En fait, le changement de 1994 a eu à la fois l’effet de faire diminuer la taille de la main-d’œuvre potentielle et de la faire augmenter. Le fait d’exiger une recherche active au cours des 12 derniers mois l’a fait diminuer, mais on a aussi accepté des motifs beaucoup plus variés pour justifier l’absence de recherche active d’emploi (dont les responsabilités familiales et les problèmes d’accès à un moyen de transport). Alors que l’estimation de Williams fait augmenter la taille de la main-d’œuvre potentielle de 26 millions de personnes par rapport aux estimations actuelles du BLS, le document du BLS estime plutôt que le changement de 1994 a fait diminuer ce nombre de 2 millions, ce qui représente à peine 7,7 % de l’estimation du site ShadowStats.

Ed Dolan, ne se contentant pas de cette étude, cherche d’autres façons d’estimer l’importance de la main-d’œuvre potentielle. Par exemple, en considérant dans cette catégorie toutes les personnes ne faisant pas partie de la population active (les «inactifs») et en soustrayant celles qui ne veulent pas d’emploi, qui sont déjà comprises dans le taux de chômage ajusté du BLS, et qui ne sont pas disponibles, il arrive, avec ce décompte extrêmement généreux, à 3,7 millions de personnes, soit seulement 14 % de l’estimation du site ShadowStats.

En utilisant d’autres enquêtes (ce que John Williams dit faire, mais sans les nommer), Ed Dolan en arrive à un maximum (avec des définitions les plus larges possibles, incluant même des personnes non disponibles, car l’enquête utilisée ne pose pas cette question) de 4,6 millions de personnes âgées de 25 à 54 ans, soit 17,5 % de l’estimation du site ShadowStats. Une autre façon de calculer en étendant cette méthode à tous les adultes âgés de 16 ans et plus (ce qui est encore plus laxiste et improbable), on pourrait en arriver à 9 millions de personnes, ce qui correspondrait même là à seulement le tiers de l’estimation du site ShadowStats.
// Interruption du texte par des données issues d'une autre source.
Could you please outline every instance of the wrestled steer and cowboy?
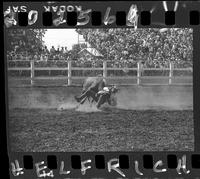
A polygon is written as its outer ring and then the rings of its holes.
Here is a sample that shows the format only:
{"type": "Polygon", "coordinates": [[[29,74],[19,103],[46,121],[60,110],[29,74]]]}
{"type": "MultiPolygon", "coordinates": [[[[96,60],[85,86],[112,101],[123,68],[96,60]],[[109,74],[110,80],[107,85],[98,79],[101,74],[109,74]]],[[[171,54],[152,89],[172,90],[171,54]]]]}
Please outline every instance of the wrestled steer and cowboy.
{"type": "Polygon", "coordinates": [[[75,100],[79,103],[78,106],[84,104],[86,100],[92,104],[97,103],[97,108],[108,103],[111,106],[116,106],[115,94],[119,91],[115,85],[106,86],[105,79],[101,76],[88,77],[83,83],[83,90],[79,96],[75,96],[75,100]]]}

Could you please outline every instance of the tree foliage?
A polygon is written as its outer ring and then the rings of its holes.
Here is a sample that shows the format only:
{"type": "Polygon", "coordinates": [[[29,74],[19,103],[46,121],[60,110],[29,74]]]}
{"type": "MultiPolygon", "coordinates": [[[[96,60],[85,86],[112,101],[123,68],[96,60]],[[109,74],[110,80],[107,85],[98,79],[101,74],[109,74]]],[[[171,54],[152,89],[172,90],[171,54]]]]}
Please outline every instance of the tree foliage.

Il faut noter que ces méthodes s’éloignent considérablement de la méthode qu’utilisait le BLS avant 1994, pourtant à la base de la prétention de Shadowstats que le BLS a changé de méthode pour faire artificiellement diminuer le taux de chômage ajusté (mesure que peu de gens connaissent, de toutes façons…). Et même en prenant les méthodes les plus «généreuses» (même si on sait bien qu’elles sont exagérées), on ne parvient pas à expliquer plus du tiers de la différence entre le taux ajusté du BLS et celui de Shadowstats. D’où viennent le 17 millions de personnes manquantes? Mystère…

Et alors…

Je trouve tout à fait déplorable que des gens puissent profiter de la crédulité de lecteurs qui, par biais de confirmation (avec souvent un brin de conspirationnisme), sont prêts à croire n’importe quelle donnée qui va dans le sens de leur croyance, même si aucune source ou méthode ne justifie cette donnée. J’ai entendu tellement souvent des gens bien intentionnés affirmer sans que le moindre doute les habite que le «vrai» taux de chômage est bien plus élevé au Québec (au moins 20 %, en général) que celui publié par Statistique Canada. Or, avec un taux d’emploi de 81,2 % chez les personnes âgées de 25 à 54 ans au Québec, il faut vraiment avoir de l’imagination pour imaginer un taux de chômage de 20 %… Bien sûr qu’un site comme ShadowsStats ne peut qu’appuyer ce genre de perception, mais cela ne la rend pas moins insensée.

Je remercie donc Ed Dolan d’avoir eu la patience de montrer à quel point les prétentions de ce site sont ridicules… et devraient rester dans l’ombre!